Because you use the same key and cipher in different parts of the app, add the following helper functions to Encryption.kt, under the companion code block:

private fun getSecretKey(): SecretKey {
  val keyStore = KeyStore.getInstance(PROVIDER)

  // Before the keystore can be accessed, it must be loaded.
  keyStore.load(null)
  return keyStore.getKey(KEYSTORE_ALIAS, null) as SecretKey
}

private fun getCipher(): Cipher {
  return Cipher.getInstance(KeyProperties.KEY_ALGORITHM_AES + "/"
      + KeyProperties.BLOCK_MODE_GCM + "/"
      + KeyProperties.ENCRYPTION_PADDING_NONE)
}

The first function returns the secret key from the keystore. The second one returns a pre-configured Cipher.

Encrypting Data

You’ve stored the key in the KeyStore. Next, you’ll update the login method to encrypt the user’s generated password using the Cipher object, given the SecretKey. In the Encryption class, replace the contents of createLoginPassword() with the following:

val cipher = getCipher()
val secretKey = getSecretKey()
val random = SecureRandom() // 1
val passwordBytes = ByteArray(256)
random.nextBytes(passwordBytes)
cipher.init(Cipher.ENCRYPT_MODE, secretKey)
val ivParameters = cipher.parameters.getParameterSpec(GCMParameterSpec::class.java) // 2
val iv = ivParameters.iv
PreferencesHelper.saveIV(context, iv)
return cipher.doFinal(passwordBytes) // 3

Here’s what’s happening:

1. You create a random password using SecureRandom.
2. You gather a randomized initialization vector (IV) required to decrypt the data and save it into the shared preferences.
3. Your return a ByteArray containing the encrypted data.

Decrypting to a Byte Array

You’ve encrypted the password, so now you’ll need to decrypt it when the user authenticates with a server. Replace the contents of decryptPassword() with below:

val cipher = getCipher()
val secretKey = getSecretKey()
val iv = PreferencesHelper.iv(context) // 1
val ivParameters = GCMParameterSpec(128, iv)
cipher.init(Cipher.DECRYPT_MODE, secretKey, ivParameters) // 2
return cipher.doFinal(password) // 3

Here’s what’s happening:

1. You retrieve the IV required to decrypt the data.
2. You initialize Cipher using DECRYPT_MODE.
3. You return a decrypted ByteArray.

Back in MainActivity.kt, find performLoginOperation(). Replace the call to createDataSource where it says //TODO: Replace with encrypted data source below:

val encryptedInfo = createLoginPassword(this)
createDataSource(it, encryptedInfo)

On sign up, you create a password for the account. Right after the //TODO: Replace below with implementation that decrypts password, replace success = true with the following:

val password = decryptPassword(this,
    Base64.decode(firstUser.password, Base64.NO_WRAP))
if (password.isNotEmpty()) {
  //Send password to authenticate with server etc
  success = true
}

On log in, you retrieve the password to authenticate with a server. The app shouldn’t work without the key. Build and run. Then try to log in. You should encounter the following exception:

That’s because no key was created on the previous sign up.

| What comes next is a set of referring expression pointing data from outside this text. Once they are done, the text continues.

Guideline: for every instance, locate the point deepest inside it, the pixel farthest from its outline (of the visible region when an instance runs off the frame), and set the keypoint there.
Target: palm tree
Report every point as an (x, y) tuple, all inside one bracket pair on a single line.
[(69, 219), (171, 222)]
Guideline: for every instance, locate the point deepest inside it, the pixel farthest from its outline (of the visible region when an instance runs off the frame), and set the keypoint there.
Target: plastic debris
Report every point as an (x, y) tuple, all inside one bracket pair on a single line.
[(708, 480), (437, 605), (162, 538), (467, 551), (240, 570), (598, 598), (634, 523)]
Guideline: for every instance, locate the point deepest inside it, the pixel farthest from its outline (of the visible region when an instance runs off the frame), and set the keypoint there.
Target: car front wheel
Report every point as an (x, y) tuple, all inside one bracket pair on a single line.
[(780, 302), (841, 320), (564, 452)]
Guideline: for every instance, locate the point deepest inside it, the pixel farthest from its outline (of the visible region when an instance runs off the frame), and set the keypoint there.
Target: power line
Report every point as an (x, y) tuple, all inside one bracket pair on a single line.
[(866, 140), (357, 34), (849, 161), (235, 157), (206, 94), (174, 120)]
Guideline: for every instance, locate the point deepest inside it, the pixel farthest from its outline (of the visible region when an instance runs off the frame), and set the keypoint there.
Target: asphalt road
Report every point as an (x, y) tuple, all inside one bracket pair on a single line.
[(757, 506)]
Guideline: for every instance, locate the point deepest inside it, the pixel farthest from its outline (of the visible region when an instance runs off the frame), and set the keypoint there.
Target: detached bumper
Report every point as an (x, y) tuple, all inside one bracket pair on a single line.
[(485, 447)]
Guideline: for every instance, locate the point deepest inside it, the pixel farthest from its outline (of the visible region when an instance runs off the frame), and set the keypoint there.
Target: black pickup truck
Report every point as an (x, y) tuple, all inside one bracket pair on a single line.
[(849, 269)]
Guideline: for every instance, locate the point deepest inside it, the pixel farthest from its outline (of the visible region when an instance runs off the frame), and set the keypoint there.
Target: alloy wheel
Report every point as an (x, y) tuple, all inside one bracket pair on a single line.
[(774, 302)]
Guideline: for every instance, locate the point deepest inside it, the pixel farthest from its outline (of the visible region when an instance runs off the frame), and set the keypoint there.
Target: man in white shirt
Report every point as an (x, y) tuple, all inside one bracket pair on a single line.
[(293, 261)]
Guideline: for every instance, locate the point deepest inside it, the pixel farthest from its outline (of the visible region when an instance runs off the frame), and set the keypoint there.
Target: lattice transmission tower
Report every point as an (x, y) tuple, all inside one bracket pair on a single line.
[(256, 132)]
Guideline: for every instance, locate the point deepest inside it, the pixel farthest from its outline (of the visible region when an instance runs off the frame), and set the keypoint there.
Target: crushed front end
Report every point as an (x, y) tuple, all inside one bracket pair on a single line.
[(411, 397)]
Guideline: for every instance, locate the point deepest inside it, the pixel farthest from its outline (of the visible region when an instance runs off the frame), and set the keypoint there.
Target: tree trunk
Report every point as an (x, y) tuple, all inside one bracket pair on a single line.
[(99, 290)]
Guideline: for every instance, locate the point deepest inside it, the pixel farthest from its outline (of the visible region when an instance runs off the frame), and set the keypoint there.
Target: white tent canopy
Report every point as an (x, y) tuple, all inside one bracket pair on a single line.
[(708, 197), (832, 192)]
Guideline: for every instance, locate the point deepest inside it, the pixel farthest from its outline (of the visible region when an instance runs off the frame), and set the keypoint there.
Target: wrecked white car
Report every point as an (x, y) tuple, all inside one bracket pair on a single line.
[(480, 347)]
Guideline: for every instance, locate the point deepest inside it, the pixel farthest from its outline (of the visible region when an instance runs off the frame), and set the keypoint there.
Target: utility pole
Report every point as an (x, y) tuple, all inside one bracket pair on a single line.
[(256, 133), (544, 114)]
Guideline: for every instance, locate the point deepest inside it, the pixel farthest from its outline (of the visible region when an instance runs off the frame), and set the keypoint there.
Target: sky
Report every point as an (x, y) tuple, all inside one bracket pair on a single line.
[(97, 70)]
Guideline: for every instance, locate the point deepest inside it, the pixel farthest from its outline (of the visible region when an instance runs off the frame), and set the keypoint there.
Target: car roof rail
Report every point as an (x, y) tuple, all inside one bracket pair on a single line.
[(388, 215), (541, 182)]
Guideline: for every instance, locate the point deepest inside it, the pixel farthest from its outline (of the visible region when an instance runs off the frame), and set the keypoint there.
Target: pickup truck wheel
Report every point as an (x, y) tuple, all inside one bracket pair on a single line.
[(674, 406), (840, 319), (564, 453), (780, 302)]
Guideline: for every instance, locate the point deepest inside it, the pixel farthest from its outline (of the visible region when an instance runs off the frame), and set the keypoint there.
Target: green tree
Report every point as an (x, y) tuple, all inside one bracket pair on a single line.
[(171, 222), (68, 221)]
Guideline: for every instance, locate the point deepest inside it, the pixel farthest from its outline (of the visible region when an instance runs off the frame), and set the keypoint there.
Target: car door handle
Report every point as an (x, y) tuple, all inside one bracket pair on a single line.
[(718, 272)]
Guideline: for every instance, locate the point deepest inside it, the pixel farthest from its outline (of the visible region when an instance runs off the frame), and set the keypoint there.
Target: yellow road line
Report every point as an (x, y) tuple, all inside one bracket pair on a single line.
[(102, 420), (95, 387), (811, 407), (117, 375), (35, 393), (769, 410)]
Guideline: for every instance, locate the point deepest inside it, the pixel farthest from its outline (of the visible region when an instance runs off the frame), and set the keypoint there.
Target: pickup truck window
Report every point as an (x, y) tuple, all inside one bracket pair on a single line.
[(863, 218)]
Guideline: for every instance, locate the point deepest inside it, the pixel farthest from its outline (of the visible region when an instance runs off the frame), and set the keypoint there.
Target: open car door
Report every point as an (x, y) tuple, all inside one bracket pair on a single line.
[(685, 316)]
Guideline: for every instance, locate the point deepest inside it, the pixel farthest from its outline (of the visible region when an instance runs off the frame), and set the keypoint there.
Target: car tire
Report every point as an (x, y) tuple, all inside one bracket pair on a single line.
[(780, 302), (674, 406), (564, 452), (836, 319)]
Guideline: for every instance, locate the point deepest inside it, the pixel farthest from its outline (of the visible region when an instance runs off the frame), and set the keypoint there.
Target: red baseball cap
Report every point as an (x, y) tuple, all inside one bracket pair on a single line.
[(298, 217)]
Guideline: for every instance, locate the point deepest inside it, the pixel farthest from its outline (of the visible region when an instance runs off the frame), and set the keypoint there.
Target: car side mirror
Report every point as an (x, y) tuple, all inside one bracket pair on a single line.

Delete the app to remove the old saved state. Then rebuild and run the app. You should now be able to log in. :]

You’ll notice most security functions work with ByteArray or CharArray, instead of objects such as String. That’s because String is immutable. There’s no control over how the system copies or garbage collects it.

If you’re working with sensitive strings or data, it’s better — though not foolproof — to store them in a mutable array. Overwrite sensitive arrays when you’re done with them like this:

Arrays.fill(array, 0.toByte())

You’ve created an encrypted password that will only be available once you’ve authenticated with your credentials. Your data is safely guarded.